Further investigation proved to be even less fruitful, and Ariadne gave up on finding anything about Quaint; if it was important, he would come again.

She treated a woman from Chile the following month, a middle-aged gul who was finally expecting after several miscarriages.

A geriatric pregnancy, considering her age, but the future mother swore that this time she was feeling well.

It’s always been hard for us to have children, she said while Ariadne performed an ultrasound. But in the last two hundred years, the birth rates …

When the woman left, an unknown number, code +86, tried to contact the clinic incessantly.

At first, Ariadne thought of ignoring it; most of her patients appeared without warning, and the few calls she received were scams from prisons in S?o Paulo and Rio de Janeiro or relentless harassment from telemarketing agencies.

The ringing continued from the first hours in the morning to late in the afternoon, and when she finally decided to take the call, she heard the same words as before:

“Hello, gul doctor.”

Ariadne held her breath. “It’s been a while, Quaint.”

“Yes, I realized only now that I should have called a couple days after our meeting, not two months. If you’ll forgive my insolence…” His voice was muffled by car horns on the other side of the line. “Can I invite myself to your home again today? It’s about Erik.”

As much as she wanted the subject to stay buried and forgotten, she felt compelled to accept.

“I’m free for the rest of the day.”

Ariadne went straight to the bedroom to find another shirt.

She had been wearing sweatpants—gray, loose, and as insipid as they could get—and a long-sleeved black shirt to hide the synthetic skin of her arms; with the pregnant patient, she hadn’t cared, but knowing that Quaint was coming made her find an additional layer of clothes that made the volume of her breasts look a little smaller, as if that could protect her in any way.

It’s about Erik, she thought, slapping her own cheeks to take the thought out of her head.

Maybe something bad had happened. Maybe he really was dead.

The mirror stared back at her: her thick lips, the dark circles around her narrow black eyes, her shaved head.

I need to know; after this, I won’t think of him again.

Quaint arrived at 4:20, wearing a dark green three-piece that made her feel underdressed inside her own house.
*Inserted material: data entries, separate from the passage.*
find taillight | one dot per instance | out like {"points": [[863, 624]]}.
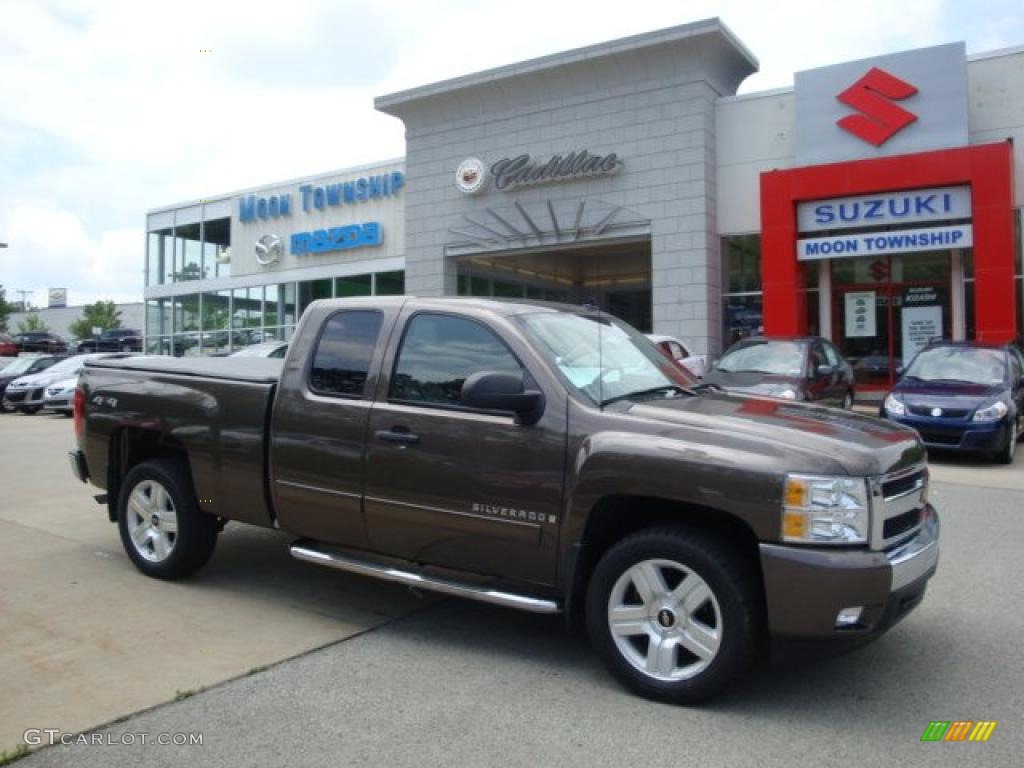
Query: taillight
{"points": [[78, 408]]}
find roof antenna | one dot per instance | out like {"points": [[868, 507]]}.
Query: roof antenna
{"points": [[592, 303]]}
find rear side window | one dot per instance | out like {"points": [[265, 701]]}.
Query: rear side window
{"points": [[439, 352], [343, 353]]}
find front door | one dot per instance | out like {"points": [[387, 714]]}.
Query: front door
{"points": [[886, 308], [456, 487]]}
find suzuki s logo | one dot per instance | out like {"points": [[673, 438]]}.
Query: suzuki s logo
{"points": [[872, 96]]}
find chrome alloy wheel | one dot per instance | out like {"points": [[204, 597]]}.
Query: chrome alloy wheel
{"points": [[152, 520], [665, 620]]}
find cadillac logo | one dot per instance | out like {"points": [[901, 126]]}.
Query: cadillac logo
{"points": [[268, 249], [471, 176]]}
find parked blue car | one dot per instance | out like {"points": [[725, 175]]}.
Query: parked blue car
{"points": [[963, 396]]}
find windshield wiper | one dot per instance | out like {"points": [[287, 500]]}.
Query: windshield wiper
{"points": [[642, 392]]}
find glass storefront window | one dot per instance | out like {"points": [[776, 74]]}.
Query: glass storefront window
{"points": [[217, 247], [312, 290], [158, 316], [160, 251], [247, 309], [390, 284], [354, 285], [741, 263], [742, 316], [190, 252]]}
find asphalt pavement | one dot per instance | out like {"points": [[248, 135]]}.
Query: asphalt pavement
{"points": [[457, 683]]}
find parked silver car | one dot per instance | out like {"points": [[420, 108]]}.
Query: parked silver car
{"points": [[28, 393], [58, 395]]}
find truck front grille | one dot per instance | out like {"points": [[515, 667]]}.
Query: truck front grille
{"points": [[898, 500]]}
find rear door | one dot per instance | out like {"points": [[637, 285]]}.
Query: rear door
{"points": [[318, 426], [454, 486]]}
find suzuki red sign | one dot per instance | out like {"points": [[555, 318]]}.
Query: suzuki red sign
{"points": [[898, 103], [873, 96]]}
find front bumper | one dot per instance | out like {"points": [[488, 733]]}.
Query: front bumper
{"points": [[806, 589], [957, 434]]}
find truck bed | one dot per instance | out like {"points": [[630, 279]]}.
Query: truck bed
{"points": [[256, 370]]}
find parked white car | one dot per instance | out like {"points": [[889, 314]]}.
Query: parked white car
{"points": [[28, 393], [264, 349], [58, 395], [681, 352]]}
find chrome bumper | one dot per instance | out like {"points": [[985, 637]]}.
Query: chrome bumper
{"points": [[919, 556]]}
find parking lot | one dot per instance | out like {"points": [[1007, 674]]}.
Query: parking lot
{"points": [[395, 679]]}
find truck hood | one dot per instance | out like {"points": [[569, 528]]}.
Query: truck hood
{"points": [[829, 439]]}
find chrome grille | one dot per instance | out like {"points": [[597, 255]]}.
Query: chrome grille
{"points": [[898, 501]]}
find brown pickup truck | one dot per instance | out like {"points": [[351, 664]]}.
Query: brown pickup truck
{"points": [[542, 457]]}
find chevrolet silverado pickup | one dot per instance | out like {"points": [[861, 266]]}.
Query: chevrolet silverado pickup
{"points": [[542, 457]]}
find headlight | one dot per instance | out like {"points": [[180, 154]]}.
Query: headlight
{"points": [[993, 413], [824, 510], [894, 407]]}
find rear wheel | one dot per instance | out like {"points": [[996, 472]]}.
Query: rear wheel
{"points": [[1006, 456], [674, 614], [162, 528]]}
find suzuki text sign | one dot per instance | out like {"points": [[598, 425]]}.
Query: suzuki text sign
{"points": [[893, 104], [886, 209]]}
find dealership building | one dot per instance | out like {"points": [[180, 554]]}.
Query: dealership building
{"points": [[872, 203]]}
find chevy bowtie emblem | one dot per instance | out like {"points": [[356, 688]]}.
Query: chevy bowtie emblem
{"points": [[872, 96]]}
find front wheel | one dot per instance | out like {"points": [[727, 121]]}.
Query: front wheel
{"points": [[674, 614], [162, 528]]}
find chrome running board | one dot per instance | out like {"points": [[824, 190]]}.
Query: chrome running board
{"points": [[304, 551]]}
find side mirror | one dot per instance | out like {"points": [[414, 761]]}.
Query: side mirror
{"points": [[489, 390]]}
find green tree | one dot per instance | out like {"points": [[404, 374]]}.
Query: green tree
{"points": [[5, 309], [32, 322], [102, 314]]}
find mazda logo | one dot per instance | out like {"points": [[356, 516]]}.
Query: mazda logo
{"points": [[268, 249]]}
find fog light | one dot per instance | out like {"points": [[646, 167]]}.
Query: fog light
{"points": [[849, 616]]}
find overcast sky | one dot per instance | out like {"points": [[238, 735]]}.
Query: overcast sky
{"points": [[109, 109]]}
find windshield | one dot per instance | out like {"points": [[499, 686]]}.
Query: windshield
{"points": [[778, 357], [601, 357], [19, 366], [968, 365]]}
Ariadne made a gesture for him to follow her to the living room, and they sat on the armchairs facing each other.

“I’ve been thinking about your tattoos,” she started before he could tackle the unwanted subject. “If you insist on continuing to hurt yourself, we should try to add heavier metals to the ink. Mercury, lead, antimony, maybe arsenic.”

Quaint crossed his legs, resting one hand on his knee. This one had a blooming peony tattooed on the back, its spread petals covering up to his wrist. There were inked dates scattered on his long fingers, but the memento mori rings made them unintelligible.
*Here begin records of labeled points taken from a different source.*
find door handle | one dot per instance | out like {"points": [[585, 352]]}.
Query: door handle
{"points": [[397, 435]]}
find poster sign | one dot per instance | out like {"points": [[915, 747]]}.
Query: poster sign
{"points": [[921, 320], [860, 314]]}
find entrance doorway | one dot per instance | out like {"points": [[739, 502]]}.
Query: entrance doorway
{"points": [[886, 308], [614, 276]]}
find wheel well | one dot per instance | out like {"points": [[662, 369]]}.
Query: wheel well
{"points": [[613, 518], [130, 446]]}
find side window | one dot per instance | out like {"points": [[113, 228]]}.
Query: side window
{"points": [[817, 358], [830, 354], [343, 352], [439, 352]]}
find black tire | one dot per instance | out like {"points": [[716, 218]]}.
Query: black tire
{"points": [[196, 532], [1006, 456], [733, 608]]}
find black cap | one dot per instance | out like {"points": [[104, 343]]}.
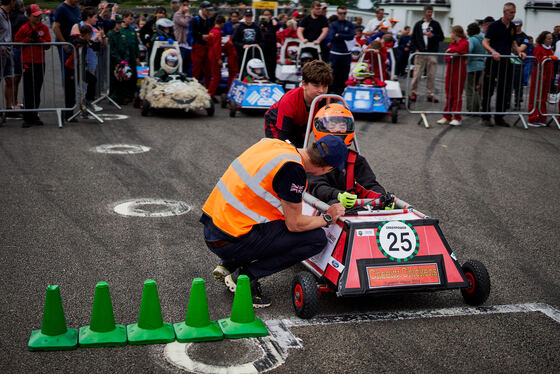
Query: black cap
{"points": [[206, 5]]}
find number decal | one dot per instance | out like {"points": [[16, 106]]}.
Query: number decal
{"points": [[397, 240]]}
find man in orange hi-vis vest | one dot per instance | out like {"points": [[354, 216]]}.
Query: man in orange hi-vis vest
{"points": [[252, 218]]}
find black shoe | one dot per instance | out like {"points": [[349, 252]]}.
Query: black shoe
{"points": [[259, 300], [501, 122]]}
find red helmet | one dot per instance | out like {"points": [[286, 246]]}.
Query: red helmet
{"points": [[334, 119]]}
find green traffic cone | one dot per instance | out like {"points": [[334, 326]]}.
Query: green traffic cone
{"points": [[242, 322], [150, 328], [102, 331], [53, 335], [197, 326]]}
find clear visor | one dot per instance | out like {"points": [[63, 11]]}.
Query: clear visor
{"points": [[340, 125]]}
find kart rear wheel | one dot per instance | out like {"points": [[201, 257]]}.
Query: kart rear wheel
{"points": [[145, 108], [210, 111], [394, 113], [305, 296], [479, 288]]}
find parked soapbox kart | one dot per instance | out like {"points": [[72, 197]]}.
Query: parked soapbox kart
{"points": [[258, 94], [367, 97], [176, 93], [371, 250]]}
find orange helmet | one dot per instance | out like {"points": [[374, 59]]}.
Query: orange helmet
{"points": [[334, 119]]}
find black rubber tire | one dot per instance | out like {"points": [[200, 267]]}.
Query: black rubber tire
{"points": [[478, 293], [210, 111], [394, 113], [305, 295], [145, 110]]}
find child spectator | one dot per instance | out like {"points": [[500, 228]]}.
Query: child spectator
{"points": [[33, 60], [214, 44], [475, 68], [542, 51], [455, 76]]}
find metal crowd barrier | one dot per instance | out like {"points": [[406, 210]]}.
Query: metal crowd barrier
{"points": [[52, 93], [550, 85], [501, 88]]}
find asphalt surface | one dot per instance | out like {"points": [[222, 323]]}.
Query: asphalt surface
{"points": [[494, 190]]}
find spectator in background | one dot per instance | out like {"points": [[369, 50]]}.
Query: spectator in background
{"points": [[372, 27], [129, 39], [341, 35], [426, 36], [215, 56], [313, 28], [487, 21], [231, 24], [181, 20], [199, 28], [269, 26], [66, 16], [17, 19], [475, 67], [455, 77], [404, 48], [542, 51], [499, 40], [247, 33], [33, 59], [522, 41]]}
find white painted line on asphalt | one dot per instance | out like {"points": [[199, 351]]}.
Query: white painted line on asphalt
{"points": [[120, 149], [280, 328], [275, 347], [151, 208], [271, 357]]}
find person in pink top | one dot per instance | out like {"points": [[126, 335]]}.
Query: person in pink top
{"points": [[542, 51], [455, 76]]}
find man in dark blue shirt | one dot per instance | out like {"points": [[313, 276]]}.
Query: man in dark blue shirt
{"points": [[341, 33], [499, 40]]}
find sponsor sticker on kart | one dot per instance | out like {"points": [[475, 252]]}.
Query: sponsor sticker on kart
{"points": [[397, 240], [403, 275]]}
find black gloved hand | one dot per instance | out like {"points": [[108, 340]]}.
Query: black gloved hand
{"points": [[34, 37]]}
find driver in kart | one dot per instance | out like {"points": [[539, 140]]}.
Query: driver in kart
{"points": [[358, 179], [287, 118]]}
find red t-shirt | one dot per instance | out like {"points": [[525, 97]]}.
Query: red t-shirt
{"points": [[287, 118]]}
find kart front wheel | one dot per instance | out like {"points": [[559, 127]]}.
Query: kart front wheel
{"points": [[479, 283], [394, 113], [210, 111], [305, 296]]}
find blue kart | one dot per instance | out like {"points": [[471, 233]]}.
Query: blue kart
{"points": [[258, 93]]}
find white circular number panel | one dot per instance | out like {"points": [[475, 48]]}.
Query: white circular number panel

“Sure, let’s do it,” answered Quaint. The white Angora she had found roaming the street the year before rubbed against his legs, meowing, and Quaint bent down to scratch her ears. “What’s her name?”

“She doesn’t have one yet.”

“Are you feeling well? You look upset.”

“It’s nothing.”

“Let me guess,” continued Quaint, and the cat jumped onto his lap like she’d known him for years. “Erik never mentioned me, right?”

“He didn’t,” Ariadne admitted.

“How typical. He didn’t tell me about you either. Which is too bad, as you inherited his clinic and I have the key to his storage. If anything happened…”

“Storage?” The word made her look up. Ariadne had been staring at his rings for the past minute: a skull and crossbones with rubies, another made of gold with braided hair inside a crystal enclosure, a thin ring painted with black enamel.

Quaint took a key from his breast pocket, twirling it around his index finger.